India Chief Correspondent Neelabh Bist reports on a speech Saturday by Chief Justice of India N. V Ramana deploring the Indian justice system as “colonial” and calling for its “Indianisation” for the benefit of ordinary litigants. He files this for JURIST from New Delhi.

The world’s largest democracy is facing multiple perils these days. One of these is the continuance of a colonial justice delivery system that negatively impacts the common man of India.

This problem was highlighted by Chief Justice of India(CJI) Justice N. V Ramana at an event Saturday organized by the Karnataka State Bar Council to pay tribute to Late Mr. Justice Mohan M Shantanagoudar. Speaking about the country’s judicial system, Justice Ramana emphasized the challenges faced by a common man approaching the courts. He acknowledged that the present justice delivery system in the country poses “multiple barriers for the common people” and that the “workings of the courts do not sit well with the complexities of India”.
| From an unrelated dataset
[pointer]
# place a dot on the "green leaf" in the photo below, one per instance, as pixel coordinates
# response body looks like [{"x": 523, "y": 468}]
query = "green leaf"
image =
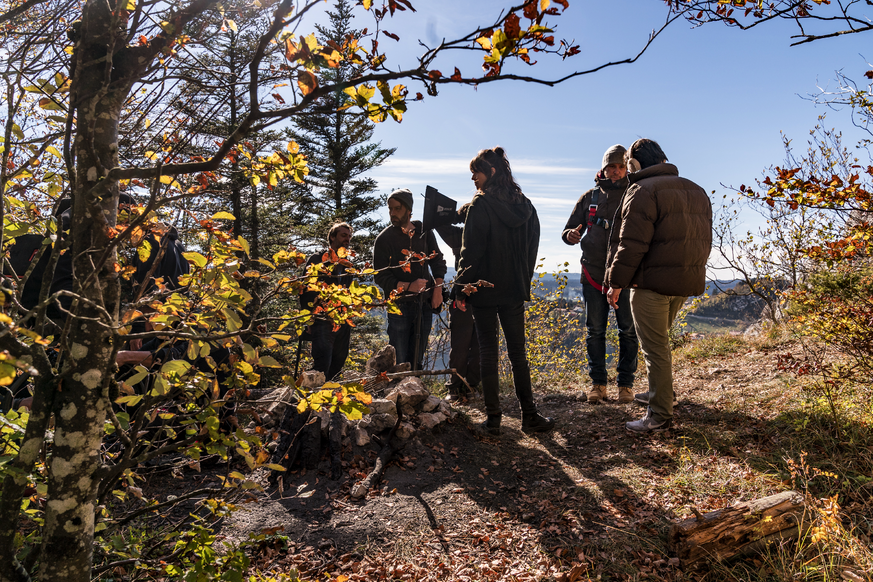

The CJI noted that the judicial system applied in the courts is “colonial” in origin and the continuation of such practices are not well suited for the general population of the country. He emphasized that what he called the “Indianisation of the judicial system” is the need of the hour. In the literal sense he said this means “the need to adapt to the practical realities of our society and localize our justice delivery system.” In support of his point he gave the example arties coming from rural India to fight their cases, who feel out of place in courts as they are unable to understand the arguments and pleadings which are mostly in English, a second language and not a comfortable mode of communication for a large part of the Indian population.

The CJI said that the judgments delivered by the courts these days are also becoming lengthy, which make them incomprehensible to litigants. Thus they are forced to spend more money to understand the judgment. He said that the simplification of the justice delivery system making it easier for the common man to understand should be a priority.

He further appealed to lawyers and judges to create a comforting environment for the litigants and reminded everyone that “the litigant, the justice seeker” is the focal point of any justice delivery system and that the courts should be transparent and accountable in nature. He further emphasized that procedural barriers often undermine access to justice. He expressed concern that a common man should not be put in a position where he gets apprehensive about approaching the courts and authorities. “While approaching the court, he should not feel scared of the judges and courts. He should be able to speak the truth”, urged Justice Ramana.

Reflecting on the same, the CJI suggested the use of alternate dispute mechanisms such as mediation and conciliation as means of reducing friction between parties as in his opinion trhat would result in reducing pendency and a need for having lengthy arguments and lengthy judgments.

While the CJI’s clarion call for “Indianisation” may not result in overhauling the substantive and procedural law of a country which is still governed by enactments made by the British (albeit grounded in common law), the need of the hour, as rightly suggested, is in making structural changes to India’s dispensation of justice. Apart from the problems highlighted by the CJI, the biggest problem faced by a litigant today is the pendency of his case. The Supreme Court of India alone has around 70,000 pending cases and the reason for the same is the wide power of judicial review given to High Courts as well as the Supreme Court, which turns them more into courts of appeal (deciding the rights of litigants) than actual constitutional courts (laying down the law).

In India, it is quite common to see a matter (even family matters like divorce petitions) being passed through different courts at least fifteen to twenty times before the final adjudication of the matter. This is primarily because of the rigmarole of interlocutory orders and interim applications that the case entails, which somehow always find their way to the Supreme Court. A simple example would be a case in which a lower court has allowed a condonation of delay in filing of a suit. Now, this order of condonation might be fought on appeal before the High Court and then the Supreme Court, while the actual adjudication of the case on merits would be stalled in the lower court.

While alternate dispute mechanisms provide a possible solution to the problem, until such time as the superior courts are made to function as courts of appeal on every single issue arising in a case, there cannot be delivery of speedy justice to the common man in India.